“大人留步。”
院门后,高子初缓缓走了出来,抱拳:“不知贾大人找殿下有何事?圣上派微臣时时刻刻守着太子妃,不得有误。要是大人就这么把殿下带走了,微臣不好交代。”
刚刚听到外头的声音,高子初就醒了,急忙换好衣服从窗户翻走,再从院子外头进来,免得惹人怀疑。
贾裕看了他一眼,道:“本官找他正是要进宫去,高大人这也要阻拦吗?”
“微臣不敢。”高子初低头道,“但是,圣上让臣无论何时都要跟在殿下身旁,所以……”
“随便你。”贾裕抛下一句话,拉着夏临气冲冲地就往宫里走了。
夏临之前打探过,也知道这位贾裕贾丞相,便是赵琮的伴读,两人关系甚好,而且也知道,自己太子妃这个位置,其实在贾裕心里,是不被认可的。
看着面前这位高自己一些,瘦瘦弱弱的文人丞相,夏临心中有些担忧,他不会知道了自己和高子初的事儿吧,还是说……赵琮知道了,告诉了他?

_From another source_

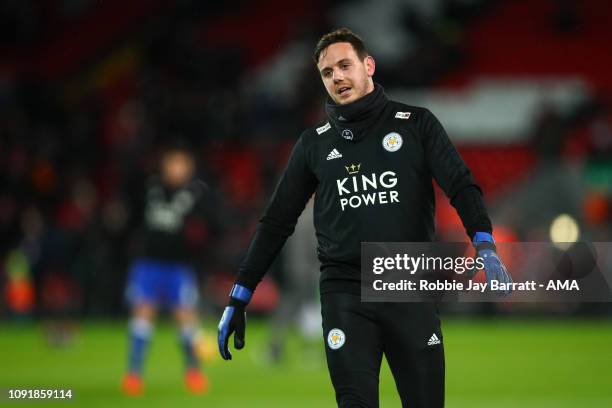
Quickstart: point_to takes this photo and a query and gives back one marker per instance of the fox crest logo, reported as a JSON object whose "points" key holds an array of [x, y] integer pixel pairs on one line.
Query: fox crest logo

余光所及之处,高子初的表情也很凝重,两人眼神对了一下,都看出了对方眼里浓浓的担心。
……
“皇上,臣所想要说的,就是这些。”
赵煊靠着龙椅,转过头对夏临道:“临儿,你有什么想说的吗?”
“回父皇。”夏临道,“儿臣不常在后宫走动,但以儿臣拙见,后宫在母后的管制之下,一片祥和,至于贾大人所说的,有人是祸水,大肆秽乱宫闱之事,儿臣不敢妄言。”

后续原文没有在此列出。